As we walked to the door of the first school, the children stood and joined their palms into lotus buds to greet us. “We respectfully greet Thây” (to our Venerable Abbot). “We respectfully greet Su Co” (Su Co literally means Miss Teacher, which referred to me, a Buddhist nun). “We respectfully greet our aunts and uncles” (this to the social workers and Therese). The children all looked at us with their big eyes, then quietly returned to their places. There were no tables and no chairs. Thirty to forty children sat on the floor next to each other along the walls of the room. At some schools, the floor had ceramic tiles, but at the more remote locations, the floors were made of bare cement.

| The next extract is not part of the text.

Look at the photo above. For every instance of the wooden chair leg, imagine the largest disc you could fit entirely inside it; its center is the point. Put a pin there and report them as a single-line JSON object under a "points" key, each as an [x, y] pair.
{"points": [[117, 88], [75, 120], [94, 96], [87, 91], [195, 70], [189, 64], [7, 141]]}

Therese and I walked into the room and sat down with the children. Their teacher led them in a song: “Here is the Pure Land. The Pure Land is here. I smile in mindfulness and dwell in the present moment….” Then she started another song: “Breathing in, breathing out. Breathing in, breathing out. I am blooming as a flower. I am fresh as the dew. I am solid as a mountain. I am firm as the earth. I am free.” The four- and five-year-olds sang enthusiastically with their hands gesturing for flowers and mountains. The very little ones just lip-sang or sat wide-eyed in silence.

Keeping the Children Safe and Fed

At each location, Therese asked why there was a need for our Understanding and Love Program. The teachers and social workers explained that the local government only provided primary schools; there were no schools for toddlers. In addition, the parents had to pay for school fees and daily meals. Since most of the people in these regions work on tea and coffee plantations, either working for themselves or for the Taiwanese companies that have 50-year contracts for use of the land, they are too poor to send their children to the government school. Many parents had to leave their children at home so that the parents could go to work in these plantations. The children had many accidents at home by themselves. These were the reasons the parents came together and petitioned our Venerable Abbot for a school for their toddlers.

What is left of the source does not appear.